BFC Nordstern
- Full name: Berliner Fußball-Club Nordstern 1907 e.V.
- Founded: 1907
- Dissolved: 1973
| Home colours | Away colours |

= BFC Nordstern =

German football club

BFC Nordstern was a German association football club from the city of Berlin. Established 1 June 1907, the club was active until 1973 when they became part of the tradition of present-day side SV Nord Wedding 1893.

== History ==
Nordstern played lower-tier football throughout its early history. In 1931, they were joined with Berliner FC Humboldt 1927 and two years later merged with Berliner FC Teutonia 1909 to form Spielverbindung Teutonia-Nordstern 07 Berlin.
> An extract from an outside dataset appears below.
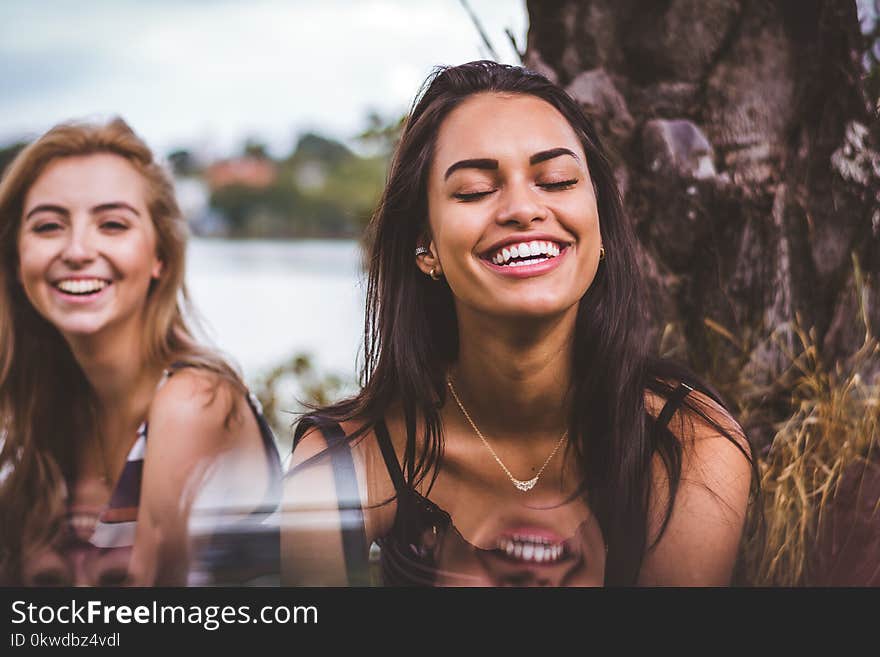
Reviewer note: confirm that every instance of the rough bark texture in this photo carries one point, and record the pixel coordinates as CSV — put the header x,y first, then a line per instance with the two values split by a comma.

After the end of World War II in 1945, Germany was occupied by the Allies and authorities banned organizations throughout the country, including sports and football clubs, a part of the process of de-Nazification. New clubs were soon formed and the former membership of Teutonia-Nordstern was re-organized as Sportgruppe Osloer Straße. They were part of the postwar Stadtliga Berlin in 1945–46 where they finished in second place in Staffel B, which qualified the club to play in the Oberliga Berlin (I) the next season. In October 1947, the club was renamed SG Nordstern Berlin and by 1949 had retaken its historical identity as BFC Nordstern. They played two seasons in the city's top competition until slipping into second class football.

Nordstern returned to the Oberliga after a second-place result in the Amateurliga Berlin (II) in 1951 and struggled through four seasons there as a lower table side. Sent down in 1955, the team was relegated again the next year. They made their way back to the Amateurliga in 1957 and remained a fixture there until being sent down after a 12th-place finish in 1972.

On 1 June 1973, they merged with VfL Nord Berlin to create Sportverein Nord-Nordstern. The club advanced to the Landesliga Berlin (IV) in 1982 for a two-season turn and, following German reunification in 1990, returned to a greatly enlarged Landesliga circuit to play three more seasons from 1992 to 1995. Nord-Nordstern joined longtime rival SC Rapide Wedding on 1 July 2001 to form SV Nord-Wedding 1893.